Published 5:42 pm Tuesday, October 31, 2017

“Nothing makes me feel more impotent than hearing, ‘Lo siento, mija. You can’t do that because we don’t have papers,’” 25-year-old Carolina Vega said.

Vega is a student at Beaufort County Community College who moved to the U.S. at the age of 6.

As she grew older, Vega said she felt the effects of her illegal status more and more. She was unable to sign up for driver’s education classes, and instead of securing a summer job at a grocery store like many of her peers, she worked 10- to 12-hour days in a tobacco field.

Beaufort County Indivisible, a progressive group, hosted a rally in conjunction with the Association of Mexicans in North Carolina at Festival Park Monday as a show of support for the Deferred Action for Childhood Arrivals program, which gives undocumented immigrants who entered the country before age 16 and have been living in the United States since June 15, 2007, the option for two-year deportation deferrals.

Vega is one of those DACA recipients.

Every two years, those eligible were required to reapply for the DACA program, which was instated by former President Barack Obama in 2012. In early September, President Donald Trump announced an end to the DACA program, leaving many undocumented immigrants in a wave of uncertainty.

The Trump administration’s announcement to end DACA sparked waves of rallies and protests in defense of the program, including Monday’s rally in Washington.

“The rescinding of DACA by the current administration, in my opinion, flies in the face of the commandments of Jesus. The rescinding of DACA sends a message to those of us fortunate enough to have been born in this country that there isn’t enough to go around,” said Janet Rodman, an English as a Second Language teacher for Beaufort County Schools.

“The rescinding of DACA creates the mindset that our lives would be much better off if only those 800,000 young people would be gone —just pack up and go home, wherever home may be.”

Rodman said American citizens should be willing to help the DACA recipients, commonly known as Dreamers, as Jesus commanded his followers to love their neighbors.

“It will only harm hundreds of thousands of people, Dreamers and their families, by sending them underground or back to countries that are now actually foreign to them,” Rodman said.

However, supporters of the DACA repeal have said the program’s instatement via executive order was unconstitutional from the start.

Since 2001, the U.S. Congress has debated and failed to pass some version of the DREAM Act, or Development, Relief, and Education for Alien Minors, which is similar to the DACA program. No headway on the matter is part of the reason Obama chose to issue an executive order.

Other supporters of the program’s rescission argue the DACA program is simply a short-term solution and does not outline a future in the U.S. for recipients.

The Trump administration is allowing Congress a six-month period to come up with a replacement for DACA, so yet another version of the DREAM Act is back on the table.

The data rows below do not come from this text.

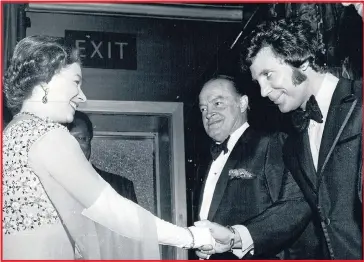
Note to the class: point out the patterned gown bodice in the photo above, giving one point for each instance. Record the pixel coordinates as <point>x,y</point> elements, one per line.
<point>26,205</point>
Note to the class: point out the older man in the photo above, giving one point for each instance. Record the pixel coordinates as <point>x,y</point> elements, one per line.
<point>246,174</point>
<point>324,155</point>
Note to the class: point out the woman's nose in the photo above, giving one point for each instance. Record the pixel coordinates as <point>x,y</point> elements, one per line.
<point>81,96</point>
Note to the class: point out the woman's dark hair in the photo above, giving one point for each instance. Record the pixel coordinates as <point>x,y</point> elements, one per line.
<point>292,40</point>
<point>36,59</point>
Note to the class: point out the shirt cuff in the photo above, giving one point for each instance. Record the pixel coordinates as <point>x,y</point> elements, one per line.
<point>247,244</point>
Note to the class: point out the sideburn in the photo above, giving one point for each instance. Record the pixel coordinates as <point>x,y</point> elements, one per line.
<point>298,77</point>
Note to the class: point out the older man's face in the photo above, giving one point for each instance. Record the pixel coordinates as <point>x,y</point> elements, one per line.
<point>80,132</point>
<point>220,108</point>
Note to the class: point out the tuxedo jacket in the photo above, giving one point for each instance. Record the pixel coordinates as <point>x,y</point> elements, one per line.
<point>120,184</point>
<point>334,190</point>
<point>239,200</point>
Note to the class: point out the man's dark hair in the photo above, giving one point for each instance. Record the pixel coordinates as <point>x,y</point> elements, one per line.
<point>82,117</point>
<point>292,40</point>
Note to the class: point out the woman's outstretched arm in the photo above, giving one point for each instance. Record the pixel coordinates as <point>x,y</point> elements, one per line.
<point>59,154</point>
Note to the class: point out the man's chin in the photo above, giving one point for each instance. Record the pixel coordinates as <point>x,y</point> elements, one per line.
<point>284,109</point>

Also on the docket for discussion is the Recognizing America’s Children Act, which would also provide a “conditional permanent resident” status for those eligible.

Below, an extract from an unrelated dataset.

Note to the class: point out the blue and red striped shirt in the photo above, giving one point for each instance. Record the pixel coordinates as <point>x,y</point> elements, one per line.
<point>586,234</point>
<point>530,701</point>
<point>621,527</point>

One in 5 Americans are in favor of deporting young immigrants brought to the United States as children and now here illegally, according to a report from The Associated Press-NORC Center for Public Affairs Research. There are about 800,000 DACA recipients nationwide, and more than 27,000 in North Carolina.

“We were faced with two options: wind the program down in an orderly fashion that protects beneficiaries in the near-term while working with Congress to pass legislation; or allow the judiciary to potentially shut the program down completely and immediately. The Administration chose the least disruptive option,” Homeland Security Secretary Elaine Duke wrote in a statement earlier this year.

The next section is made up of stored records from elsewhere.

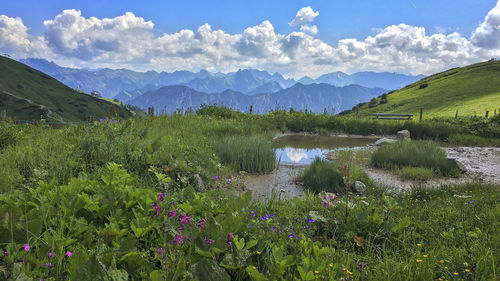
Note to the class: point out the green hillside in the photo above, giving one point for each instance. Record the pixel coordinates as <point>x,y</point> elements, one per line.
<point>29,94</point>
<point>471,90</point>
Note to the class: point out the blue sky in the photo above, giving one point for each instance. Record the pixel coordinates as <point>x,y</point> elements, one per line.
<point>312,47</point>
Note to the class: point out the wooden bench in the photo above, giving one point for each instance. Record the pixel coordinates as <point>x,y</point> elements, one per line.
<point>391,116</point>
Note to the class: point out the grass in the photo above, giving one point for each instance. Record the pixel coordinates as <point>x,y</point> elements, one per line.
<point>94,190</point>
<point>472,140</point>
<point>253,154</point>
<point>470,90</point>
<point>417,154</point>
<point>23,89</point>
<point>416,173</point>
<point>323,175</point>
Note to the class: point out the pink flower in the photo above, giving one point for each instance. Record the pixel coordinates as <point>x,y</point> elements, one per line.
<point>177,239</point>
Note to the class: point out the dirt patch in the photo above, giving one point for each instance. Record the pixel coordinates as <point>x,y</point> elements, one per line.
<point>482,164</point>
<point>282,180</point>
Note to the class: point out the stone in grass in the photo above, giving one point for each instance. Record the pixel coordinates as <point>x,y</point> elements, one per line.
<point>384,140</point>
<point>359,187</point>
<point>403,135</point>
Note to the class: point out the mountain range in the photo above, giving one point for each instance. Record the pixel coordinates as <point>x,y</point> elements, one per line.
<point>314,97</point>
<point>126,85</point>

Vega said she was only able to attend college and secure a job working at an assembly line after Obama drafted the executive order for DACA. She said she will graduate this semester with three associate degrees, but her future beyond that is now uncertain.

“All we ask for is an opportunity to freely be a part of this country, in which many of us have been raised from a young age,” Vega said. “I know I am not from here, but that does not mean I do not belong here. … I have built a life here, and I feel like I am a part of this community.”